Returning to the specifics of sukuk rather than the entire Dubai debt crisis, Oliver Agha and Claire Grainger write a thought-provoking article about whether the inclusion of clauses to provide bond-like protections for sukuk holders in sukuk can or should be enforceable. They criticize the structures created, rather than than Islamic finance itself, because the documentation does not involve risk-sharing but instead incorporates risk transfer:
"Blaming Islamic finance for sukuk defaults is both simplistic and misinformed. The ‘defaults’ occurring in instruments today would not necessarily qualify as genuine Islamic defaults because such provisions effect the kind of risk-transfer that is inimical to Islamic finance."They then review the difficulty of structuring sukuk to include legally enforceable requirements that the sukuk not violate Shari'ah and point to the Beximo Pharmaceuticals case in the U.K. which English law was ruled to be the only governing law because "Shari'ah was not a governing body of law but merely embodied the religious principles to which Shamil Bank held itself as doing business".
They conclude by suggesting that:
"In short, purchasers of sukuk and other Islamic instruments need to be aware these products may be subjected to scrutiny at enforcement and certain non-conforming provisions may be excised or disregarded. While sukuk holders share in the rewards, they would take the risk of a depreciation of their capital in adverse business circumstances provided there was no negligence on the issuer’s or manager’s part."While this article highlights much of what the Islamic finance industry should focus on in the future, it does not provide much help to the sukuk holders trying to enforce their claims on Dubai World. An article in the Times speaks with several lawyers involved in Islamic finance who reiterate the point that should have been clear to investors. The Nakheel sukuk and any other debt issued by or guaranteed by Dubai World or its subsidiaries is not sovereign debt. Investors had no explicit guarantee of that debt by the government of Dubai, the UAE or any other Emirate. This misunderstanding and the equally important misunderstanding that all sukuk are backed by and give investors recourse to a tangible asset should make the article by Agha and Grainger even more important to consider as the Islamic finance industry tries to move on from the Dubai World debt crisis.

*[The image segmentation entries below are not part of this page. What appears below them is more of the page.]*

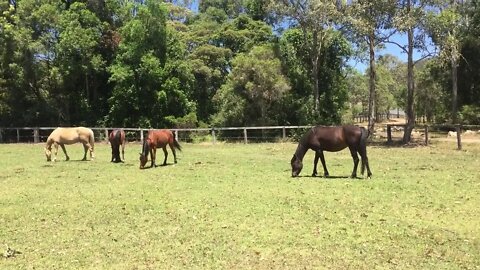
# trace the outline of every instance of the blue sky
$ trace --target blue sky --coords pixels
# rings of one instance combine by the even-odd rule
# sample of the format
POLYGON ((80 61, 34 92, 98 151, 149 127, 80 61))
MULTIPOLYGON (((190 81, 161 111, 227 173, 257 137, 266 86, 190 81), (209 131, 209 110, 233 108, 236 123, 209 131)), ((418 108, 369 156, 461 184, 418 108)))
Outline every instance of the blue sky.
MULTIPOLYGON (((198 0, 194 0, 191 2, 190 9, 194 12, 198 12, 198 0)), ((401 34, 396 34, 393 37, 393 41, 400 45, 404 45, 407 43, 407 37, 406 35, 401 35, 401 34)), ((407 54, 403 52, 402 49, 400 49, 397 45, 395 44, 385 44, 385 48, 382 50, 378 50, 375 52, 376 57, 379 57, 381 55, 385 54, 391 54, 400 59, 402 62, 407 62, 407 54)), ((433 47, 429 48, 430 50, 433 50, 433 47)), ((417 60, 422 58, 422 54, 415 51, 413 54, 413 60, 417 60)), ((364 60, 363 62, 359 61, 358 59, 352 59, 349 61, 349 64, 353 67, 355 67, 358 71, 360 72, 365 72, 365 70, 368 67, 368 59, 364 60)))

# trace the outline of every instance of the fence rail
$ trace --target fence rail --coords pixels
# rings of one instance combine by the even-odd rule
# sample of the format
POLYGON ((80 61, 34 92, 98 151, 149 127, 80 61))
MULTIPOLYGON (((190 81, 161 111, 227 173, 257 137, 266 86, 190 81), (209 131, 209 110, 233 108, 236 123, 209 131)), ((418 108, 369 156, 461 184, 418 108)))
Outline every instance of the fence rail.
MULTIPOLYGON (((251 141, 278 141, 287 138, 295 138, 303 135, 305 129, 312 126, 264 126, 264 127, 212 127, 212 128, 177 128, 171 129, 175 132, 176 139, 184 142, 211 141, 213 144, 217 140, 236 141, 248 143, 251 141)), ((386 128, 387 143, 392 143, 392 129, 395 131, 404 131, 405 124, 387 124, 386 128)), ((0 143, 42 143, 45 142, 56 127, 0 127, 0 143)), ((115 129, 112 127, 92 127, 97 141, 107 141, 109 131, 115 129)), ((458 149, 462 148, 462 131, 467 129, 478 130, 480 135, 480 126, 477 125, 417 125, 416 130, 423 131, 425 145, 433 138, 431 133, 437 131, 447 134, 449 131, 455 131, 458 149)), ((123 128, 128 141, 143 141, 144 134, 148 128, 123 128)))
MULTIPOLYGON (((292 130, 301 130, 311 128, 312 126, 265 126, 265 127, 212 127, 212 128, 173 128, 176 139, 179 141, 191 141, 195 136, 210 136, 212 143, 217 139, 236 140, 248 143, 250 140, 275 140, 292 137, 292 130), (274 133, 272 133, 272 131, 274 133), (275 133, 280 132, 281 133, 275 133), (260 134, 258 134, 260 132, 260 134), (234 133, 234 135, 227 135, 234 133), (289 134, 290 133, 290 134, 289 134), (192 135, 193 134, 193 135, 192 135)), ((19 143, 19 142, 45 142, 51 131, 56 127, 0 127, 0 143, 19 143)), ((97 141, 108 140, 109 131, 116 129, 113 127, 91 127, 95 133, 97 141)), ((122 128, 129 141, 143 141, 144 133, 148 128, 122 128)))

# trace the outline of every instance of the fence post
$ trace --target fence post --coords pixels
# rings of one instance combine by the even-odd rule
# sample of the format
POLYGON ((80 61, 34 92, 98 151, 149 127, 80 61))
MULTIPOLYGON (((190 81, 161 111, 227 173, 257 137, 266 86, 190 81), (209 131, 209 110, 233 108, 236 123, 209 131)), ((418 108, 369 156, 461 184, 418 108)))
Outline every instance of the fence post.
POLYGON ((425 145, 428 145, 428 125, 425 125, 425 145))
POLYGON ((392 126, 387 125, 387 143, 392 142, 392 126))
POLYGON ((33 142, 34 143, 40 142, 40 130, 38 128, 33 129, 33 142))
POLYGON ((457 149, 462 150, 462 129, 458 124, 455 126, 455 129, 457 130, 457 149))
POLYGON ((213 144, 217 142, 217 137, 215 136, 215 128, 212 128, 212 142, 213 144))

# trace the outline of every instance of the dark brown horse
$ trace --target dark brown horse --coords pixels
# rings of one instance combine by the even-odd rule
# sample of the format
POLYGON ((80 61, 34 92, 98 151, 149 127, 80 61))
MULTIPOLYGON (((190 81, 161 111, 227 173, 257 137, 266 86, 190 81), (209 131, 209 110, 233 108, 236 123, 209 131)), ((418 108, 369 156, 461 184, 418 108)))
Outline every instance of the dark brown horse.
POLYGON ((112 147, 112 160, 110 162, 125 161, 125 131, 123 129, 114 129, 108 135, 108 141, 112 147), (122 158, 120 158, 120 146, 122 146, 122 158))
POLYGON ((177 155, 175 153, 175 148, 182 150, 180 144, 175 139, 175 136, 172 131, 167 129, 160 130, 149 130, 147 139, 143 142, 142 153, 140 153, 140 169, 145 167, 145 164, 148 161, 148 153, 150 153, 151 164, 150 167, 156 167, 155 158, 157 155, 157 148, 162 148, 163 153, 165 154, 165 159, 163 160, 163 165, 167 165, 167 145, 170 146, 170 149, 173 153, 173 159, 177 163, 177 155))
POLYGON ((317 126, 310 129, 298 143, 297 150, 292 157, 292 177, 300 174, 303 168, 302 160, 308 149, 315 151, 315 160, 313 162, 312 176, 317 175, 318 159, 322 161, 323 174, 328 177, 327 166, 325 165, 325 157, 323 151, 338 152, 348 147, 353 158, 352 178, 357 177, 358 155, 362 158, 362 175, 367 167, 367 175, 370 178, 370 166, 368 166, 367 158, 367 137, 368 131, 363 127, 357 126, 338 126, 338 127, 322 127, 317 126))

"Islamic finance is a permissive field and, apart from the fundamental prohibitions, a multitude of structures can be developed to serve varying commercial needs. However, referring to sukuk as Islamic bonds is like jamming a square peg into a round hole and then wondering why it does not fit."
Finally, the National provides an update on the range of possible outcomes of the Nakheel maturity and suggest that the most likely outcome is a restructuring that pays 70 percent in cash and the remaining 30 percent in new debt (nothing mentioned about the Shari'ah-complaince of such a restructuring). A top Dubai government official told Gulf News that there will not be a Dubai default, which doesn't necessarily apply to Nakheel's maturing sukuk which is not government-backed, but may be another signal that Dubai will pay in full the DEWA bond, which may be facing accelerated payment. An article from Bloomberg provides other updates on the Nakheel sukuk maturity.
Finally, John Foster provides another article critical of the Islamic finance industry which includes accusations (supported by quotes from an anonymous investment banker in Dubai working for a "major Western financial organization") of fatwa shopping.